La terrasse du chalet tyrolien, sous le parasol crème, exhale un silence feutré. Soleil accablant, sueur trempe mon débardeur, transparent sur mes seins. Hugo pose sa revue, attrape mes sacs lourds. Ses yeux fuient mon reflet mouillé. Je change de tee-shirt, épaules nouées. Il propose un massage, voix basse. Je rougis, refuse. Mais l’idée mijote : ses paumes huilées sur ma nuque.
Quentin parti au lac avec Julia. Hugo reste, pas fan des feux de camp. Bières fraîches claquent, olives vertes, saucisson. Bordeaux medal d’argent coule, soyeux en bouche, délie nos langues. Son enfance nomade : Tokyo, Istanbul. Joint roulé par mes soins, THC embrase l’air alpin. Doigts se frôlent sur le pétard. “Massage ?” je lâche, ivre de désir. Il hoche la tête. Montez à l’étage, lit double sous la poutre.
L’Approche
Allongée, tunique relevée. Ses mains magiques dénouent mes muscles. Dos cambré, je vire soutien-gorge, jupe. Culotte dentelle seule. Il hésite, admire mes courbes mûres. Paumes glissent sur cuisses, frôlent fesses. J’écarte les jambes. Doigts sous tissu, caressent lèvres gonflées, mouille abondante.

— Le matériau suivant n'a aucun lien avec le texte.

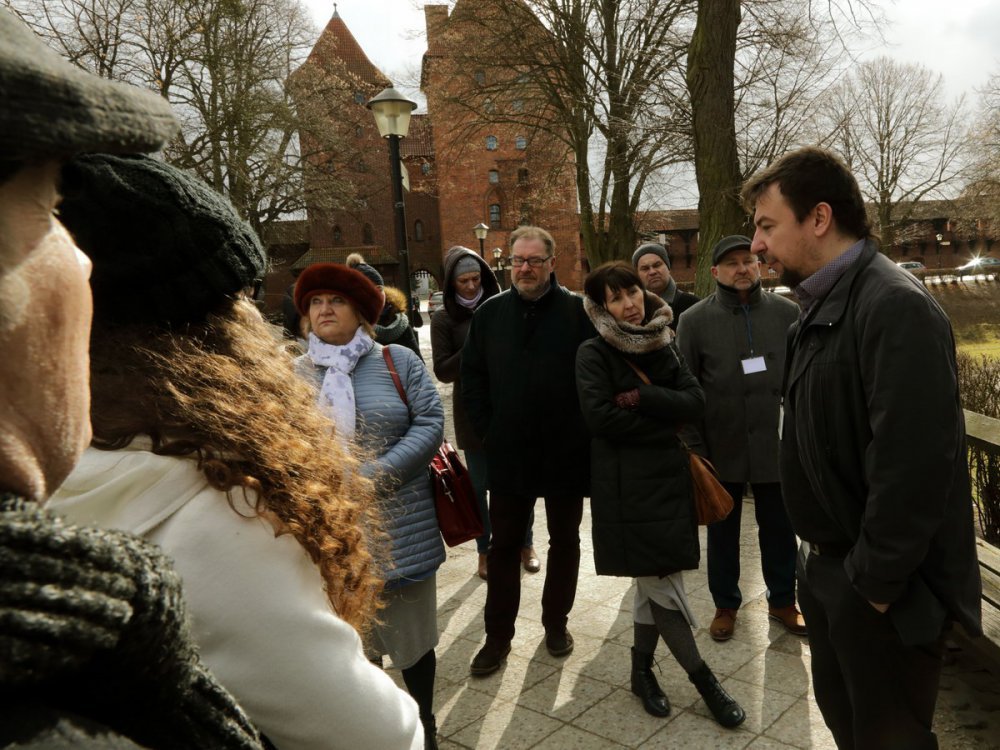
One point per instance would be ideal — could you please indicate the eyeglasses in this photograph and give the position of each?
(535, 262)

Je guide sa main sur mon clito. Seins pétris, tétons durs. Il plonge entre cuisses : langue chaotique sur chatte trempée. “Là, le bouton.” Il obéit, doigt dedans. Puis anal : mon index sur rosebud, il lèche, imite. Fougue monte, corps arc-bouté.
Orgasme explose, multiplié : bouche sur clito, doigts con et cul. Je hurle dans la main, vagues infinies. Bouche collée à la sienne, goût de moi.
Matin, nue sur draps salis. Quentin appelle : prolonge balade. Hugo dort. Café filtre, terrasse chauffée. Peignoir soyeux, cigarette : je me trouve belle, fossette Ava Gardner.
L’Explosion
Je le réveille : baisers descendants, téton sucé avidement. Main sur queue courbe, veine pulsée, pré-sperme. Fellation vorace : gorge profonde, il gicle chaud, j’avale tout.
“Qu’est-ce qui te plaît ?” “Ton sourire d’Ava Gardner.” Rire, langue invasive. Il commande : “À plat ventre.” Culotte arrachée, fesses écartées. Langue fouille anus, doigts deux dedans. “Défonce-moi !” Claques sèches, jurons : “Prends-moi comme pute !” Queue enfoncée anal, coups brutaux. Cyprine gicle, merde chaude expulsée. Il nettoie tendrement, baiser.
Après-midi paisible, calepin moleskine. Quentin rentre tôt, dispute. Tension palpable. Hugo part gare de G., bise lourde.
Ses haïkus : “L’Amande et la Rose”, pour Ava. Culotte maculée en corbeille. Sourire nostalgique, mail prêt.